“The Lebanese have been having parliamentary elections for decades,” Juan Cole pointed out on Democracy Now, but now that they’re agitating for the Syrians to leave — though this is hardly a new issue (read Kahlil Gibran) — neoconservatives are crowing about how invading Iraq has transformed the region.
As Arianna Huffington puts it, “In the corridors of power, Republicans are high-fiving, and Democrats are nodding in agreement and patting themselves on the back for how graciously they’ve been able to accept the fact that they were wrong. The groupthink in the nation’s capital would be the envy of Dear Leader Kim Jong Il.”
But what about the elections in Saudi Arabia and Egypt?

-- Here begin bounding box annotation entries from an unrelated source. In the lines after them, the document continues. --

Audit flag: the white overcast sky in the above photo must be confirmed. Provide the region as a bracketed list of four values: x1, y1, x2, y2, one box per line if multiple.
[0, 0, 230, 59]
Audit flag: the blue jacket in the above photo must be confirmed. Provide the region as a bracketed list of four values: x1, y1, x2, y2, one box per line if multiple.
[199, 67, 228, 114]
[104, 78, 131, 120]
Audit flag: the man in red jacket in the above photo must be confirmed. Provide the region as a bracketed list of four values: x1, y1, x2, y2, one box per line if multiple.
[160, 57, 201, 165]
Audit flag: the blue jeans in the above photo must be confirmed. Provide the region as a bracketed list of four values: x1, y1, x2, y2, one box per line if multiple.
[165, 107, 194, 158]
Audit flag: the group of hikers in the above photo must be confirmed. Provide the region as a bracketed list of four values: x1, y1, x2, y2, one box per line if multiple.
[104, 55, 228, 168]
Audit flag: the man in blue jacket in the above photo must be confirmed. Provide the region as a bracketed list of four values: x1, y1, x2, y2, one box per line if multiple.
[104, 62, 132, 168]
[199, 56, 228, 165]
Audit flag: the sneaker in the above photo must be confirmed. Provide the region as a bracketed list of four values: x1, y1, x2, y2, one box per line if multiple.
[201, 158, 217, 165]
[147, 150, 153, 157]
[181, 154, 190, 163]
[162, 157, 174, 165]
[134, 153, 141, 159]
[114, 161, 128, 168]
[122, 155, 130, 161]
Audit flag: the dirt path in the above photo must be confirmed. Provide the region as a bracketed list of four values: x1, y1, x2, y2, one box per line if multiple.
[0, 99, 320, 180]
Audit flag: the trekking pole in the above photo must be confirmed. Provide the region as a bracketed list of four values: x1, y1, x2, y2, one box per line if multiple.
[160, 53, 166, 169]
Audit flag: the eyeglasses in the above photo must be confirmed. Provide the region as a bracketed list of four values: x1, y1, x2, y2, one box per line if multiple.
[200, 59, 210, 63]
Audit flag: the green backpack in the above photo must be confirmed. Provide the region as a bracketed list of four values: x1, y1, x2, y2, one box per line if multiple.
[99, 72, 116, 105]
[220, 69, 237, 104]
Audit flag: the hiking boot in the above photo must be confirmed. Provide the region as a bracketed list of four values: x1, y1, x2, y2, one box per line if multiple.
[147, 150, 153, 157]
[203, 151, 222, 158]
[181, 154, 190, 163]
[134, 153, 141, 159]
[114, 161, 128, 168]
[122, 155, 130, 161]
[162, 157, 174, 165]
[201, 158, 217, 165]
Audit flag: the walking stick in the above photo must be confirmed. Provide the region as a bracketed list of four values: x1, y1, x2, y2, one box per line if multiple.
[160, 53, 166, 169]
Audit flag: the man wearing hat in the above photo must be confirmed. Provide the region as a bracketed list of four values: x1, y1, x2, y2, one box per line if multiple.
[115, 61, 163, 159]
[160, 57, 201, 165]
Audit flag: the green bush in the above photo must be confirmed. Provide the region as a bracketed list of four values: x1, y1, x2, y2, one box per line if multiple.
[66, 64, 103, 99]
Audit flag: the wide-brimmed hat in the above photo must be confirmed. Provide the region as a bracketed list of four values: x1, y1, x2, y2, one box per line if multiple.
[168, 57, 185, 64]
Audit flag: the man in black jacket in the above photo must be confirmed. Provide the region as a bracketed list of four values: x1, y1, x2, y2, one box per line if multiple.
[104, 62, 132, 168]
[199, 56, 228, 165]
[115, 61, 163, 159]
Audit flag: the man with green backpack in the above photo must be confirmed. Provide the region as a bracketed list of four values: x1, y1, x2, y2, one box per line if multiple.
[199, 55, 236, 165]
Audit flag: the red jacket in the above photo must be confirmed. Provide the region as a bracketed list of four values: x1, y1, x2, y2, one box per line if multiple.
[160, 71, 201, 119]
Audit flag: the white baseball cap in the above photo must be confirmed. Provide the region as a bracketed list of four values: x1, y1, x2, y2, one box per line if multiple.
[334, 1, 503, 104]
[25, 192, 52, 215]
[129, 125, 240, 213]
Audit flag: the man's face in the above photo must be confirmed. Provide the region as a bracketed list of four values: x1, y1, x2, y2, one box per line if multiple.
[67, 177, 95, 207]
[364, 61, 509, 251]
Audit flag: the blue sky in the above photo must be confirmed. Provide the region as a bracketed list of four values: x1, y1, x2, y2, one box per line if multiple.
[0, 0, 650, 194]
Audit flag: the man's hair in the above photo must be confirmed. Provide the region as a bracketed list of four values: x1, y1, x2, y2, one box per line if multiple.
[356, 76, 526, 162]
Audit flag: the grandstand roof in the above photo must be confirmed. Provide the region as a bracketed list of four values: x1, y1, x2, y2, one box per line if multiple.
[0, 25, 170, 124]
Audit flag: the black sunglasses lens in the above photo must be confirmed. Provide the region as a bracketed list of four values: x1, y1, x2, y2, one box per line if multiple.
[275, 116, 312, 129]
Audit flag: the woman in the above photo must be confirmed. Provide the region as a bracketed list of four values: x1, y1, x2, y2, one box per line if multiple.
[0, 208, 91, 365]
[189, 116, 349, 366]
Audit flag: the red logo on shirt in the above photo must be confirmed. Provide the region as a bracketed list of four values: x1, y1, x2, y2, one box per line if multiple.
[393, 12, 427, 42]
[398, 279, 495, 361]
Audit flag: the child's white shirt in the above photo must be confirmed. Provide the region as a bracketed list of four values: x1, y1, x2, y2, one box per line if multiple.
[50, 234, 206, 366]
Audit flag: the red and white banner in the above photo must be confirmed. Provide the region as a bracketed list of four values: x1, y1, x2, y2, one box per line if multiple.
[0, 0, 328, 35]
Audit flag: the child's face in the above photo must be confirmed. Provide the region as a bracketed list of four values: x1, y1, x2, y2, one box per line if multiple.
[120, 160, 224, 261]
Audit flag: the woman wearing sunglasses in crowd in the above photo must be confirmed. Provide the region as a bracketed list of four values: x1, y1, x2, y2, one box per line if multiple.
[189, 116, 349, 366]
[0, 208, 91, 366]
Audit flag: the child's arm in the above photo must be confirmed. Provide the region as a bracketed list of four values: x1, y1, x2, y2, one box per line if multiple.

Huffington points out that women still can’t vote in Saudi Arabia and that, “In Egypt, President Mubarak’s promise to open future elections to competing parties hasn’t been accompanied by the lifting of the current repressive emergency laws that, among other things, ban all public demonstrations and allow citizens deemed a threat to national security to be held indefinitely without formal charges. Nor did it stop the recent arrest of Ayman Nur, a leading opposition figure in Egypt.”
But what about those elections in Iraq, where they had a high turnout despite a Sunni boycott and a continued insurgency? That’s a more difficult case. Huffington complains that they still don’t have a government; she might just be too impatient.
But Huffington’s bottom line is right on: Elections do not a democracy make. “Just ask the people of Russia. Or Algeria. Or Haiti. Or Africa.”
The fact is, Bush has raised the profile of the United States in the Middle East. And he’s been pushing the issue in the wake of his failed weapons of mass destruction claims to justify his invasion of Iraq. But as Huffington points out, you can’t impose democracy by military force. Moves in Saudi Arabia and Egypt are small steps in a right direction. So it’s unsurprising that local governments are giving a litle ground.
But as Huffington points out, “the vast majority of Arabs remain skeptical of U.S. motives. So as long as the idea of democracy is equated with America–and promoted by America–it will be much harder for real democracy to take root in the Middle East. Especially when it is democracy accompanied by 150,000 U.S. troops.”